Object recognition has been localised to the “what” pathway, also called the ventral stream. At the higher end of this pathway is a structure called the inferior temporal cortex (IT). Earlier work on neurons in this area showed that IT cortex is vital for object recognition. Single neurons in this region respond for entire objects, but do not fire for constituent components of the object. For example, they fire when an image of a face is shown but not when the nose, eyes or lips are shown separately.
What Sripati and Puneet asked was whether the activity of single neurons in IT cortex correlates with the property of object permanence.
To answer this question, they trained naïve monkeys to fix their gaze at a central spot on a computer screen using juice squirts as reward. Then an occluder in the form of a brick wall moved towards the object and covered the object completely. Then the occluder moves away to reveal the object again. In “match” trials, the same object reappeared. But in “surprise” trials a completely new object appeared, breaking the expectation of object permanence. While the monkey viewed the stimuli, they simultaneously recorded electrical activity of neurons in the IT cortex in the monkey brain.
They found that small group neurons (8%) in IT cortex fired when the object was shown after occlusion. Among this pool, there was a group that fired in the “surprise” condition and another to the “match” condition. This effect was a generalised property of the IT neurons as they did not fire for a specific object, but for many pairs that were tested. This shows that IT neurons keep track of an object and some respond to object permanence case and some to its violation.

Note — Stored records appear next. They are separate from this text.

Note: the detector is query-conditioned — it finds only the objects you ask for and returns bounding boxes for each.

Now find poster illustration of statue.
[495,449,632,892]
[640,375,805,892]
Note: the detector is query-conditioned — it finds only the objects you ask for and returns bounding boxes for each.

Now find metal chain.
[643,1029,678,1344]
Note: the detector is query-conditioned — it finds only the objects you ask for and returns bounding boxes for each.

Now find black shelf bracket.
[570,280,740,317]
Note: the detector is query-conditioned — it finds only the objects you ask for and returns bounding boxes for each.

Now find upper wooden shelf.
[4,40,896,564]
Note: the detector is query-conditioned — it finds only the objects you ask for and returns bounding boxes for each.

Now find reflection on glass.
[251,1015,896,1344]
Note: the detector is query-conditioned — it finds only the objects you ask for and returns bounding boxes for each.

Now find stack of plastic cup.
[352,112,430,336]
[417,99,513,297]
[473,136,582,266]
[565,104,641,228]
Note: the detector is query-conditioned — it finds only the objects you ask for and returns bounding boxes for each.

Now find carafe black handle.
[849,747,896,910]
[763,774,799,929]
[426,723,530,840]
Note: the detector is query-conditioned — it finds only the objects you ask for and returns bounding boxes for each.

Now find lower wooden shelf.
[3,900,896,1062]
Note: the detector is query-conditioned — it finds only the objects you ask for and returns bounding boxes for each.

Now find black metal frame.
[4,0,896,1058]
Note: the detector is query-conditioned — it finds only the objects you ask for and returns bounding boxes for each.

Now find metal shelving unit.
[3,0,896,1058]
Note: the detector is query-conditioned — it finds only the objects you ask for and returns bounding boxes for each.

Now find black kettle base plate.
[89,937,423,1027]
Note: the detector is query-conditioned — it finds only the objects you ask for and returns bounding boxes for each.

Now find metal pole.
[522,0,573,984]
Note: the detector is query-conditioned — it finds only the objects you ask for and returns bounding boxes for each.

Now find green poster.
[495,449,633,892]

How do these neurons know that the object is the same or different? The authors posit that it could to be a memory based process as the neuron has to remember the object during the occlusion. They did find such a signal in single IT cortex neurons correlating to memory in a small group of IT neurons.
This study adds evidence to the notion that aspects of high-level visual processing, especially object permanence are processed by single neurons in IT cortex. The lead author of the study Arun Sripati says, “Understanding how single neurons in IT represent objects will eventually help us devise better computers and help diagnose and treat disorders of high level vision in humans. Our goal is to understand why we are able to make computers play chess but are unable to make them see”. However, the authors caution that this might not be a causal relationship. Object permanence could very well arise from another area in the visual pathway and this information could be passed on to IT neurons.